The Princess Problem
Page 10
If she was a virgin, though, he needed to slow down. Be gentle. And he certainly shouldn’t be on the verge of undressing her in an elevator. She deserved better than this.
“Aurélie,” he groaned, pulling back to rest his forehead against hers and twirl a lock of her spun-gold hair around his fingertip.
He could see her pulse hammering in her throat, and he wanted to kiss it. To press his mouth, wet and wanting, against the life teeming beneath her porcelain skin.
“Please,” she pleaded, just as she’d done in the car on the afternoon she’d kissed him, and Dalton knew he was done for.
Mistake or not, he couldn’t let her down again.
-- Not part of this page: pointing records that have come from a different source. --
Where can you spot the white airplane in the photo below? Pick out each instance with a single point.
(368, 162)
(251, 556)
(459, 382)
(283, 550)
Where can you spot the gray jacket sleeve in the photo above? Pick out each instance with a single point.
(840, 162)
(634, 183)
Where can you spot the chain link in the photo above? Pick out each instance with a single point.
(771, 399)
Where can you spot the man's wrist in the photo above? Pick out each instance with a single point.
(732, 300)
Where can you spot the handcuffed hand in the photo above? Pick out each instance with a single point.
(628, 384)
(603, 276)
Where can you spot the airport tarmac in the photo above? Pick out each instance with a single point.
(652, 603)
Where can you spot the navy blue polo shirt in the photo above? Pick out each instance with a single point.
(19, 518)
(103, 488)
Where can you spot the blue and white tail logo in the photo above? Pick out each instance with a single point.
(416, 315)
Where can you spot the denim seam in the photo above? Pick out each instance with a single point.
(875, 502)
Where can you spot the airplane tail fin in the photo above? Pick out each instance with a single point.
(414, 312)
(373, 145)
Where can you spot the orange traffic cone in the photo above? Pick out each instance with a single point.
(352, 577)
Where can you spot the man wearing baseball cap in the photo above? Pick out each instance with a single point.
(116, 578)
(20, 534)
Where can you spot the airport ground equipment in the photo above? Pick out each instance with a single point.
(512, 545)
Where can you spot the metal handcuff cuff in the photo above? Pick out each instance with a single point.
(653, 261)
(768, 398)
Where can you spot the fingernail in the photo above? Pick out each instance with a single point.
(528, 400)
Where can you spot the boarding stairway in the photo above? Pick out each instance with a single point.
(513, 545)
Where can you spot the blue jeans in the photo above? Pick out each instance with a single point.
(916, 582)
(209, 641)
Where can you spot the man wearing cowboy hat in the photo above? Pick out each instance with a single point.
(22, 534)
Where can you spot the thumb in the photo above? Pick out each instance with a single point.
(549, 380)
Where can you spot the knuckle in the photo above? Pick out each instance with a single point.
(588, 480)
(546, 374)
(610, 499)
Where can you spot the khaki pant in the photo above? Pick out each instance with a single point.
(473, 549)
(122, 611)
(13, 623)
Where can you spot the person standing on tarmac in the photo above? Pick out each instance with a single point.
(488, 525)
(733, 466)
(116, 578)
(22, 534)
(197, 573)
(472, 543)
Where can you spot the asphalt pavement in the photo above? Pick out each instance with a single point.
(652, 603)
Perhaps a better man could, a more honorable man. But Dalton had never felt less honorable in his life.
For each and every one of his thirty-three years, he’d done exactly what was expected of him. Where had it gotten him? The empty place he currently occupied—nowhere. Nothing was as it should be.
He’d had enough. Enough of duty. Enough of restraint. Enough of denying himself what he wanted. It had been a long, long time since he’d wanted anything. Anyone. So many lost years.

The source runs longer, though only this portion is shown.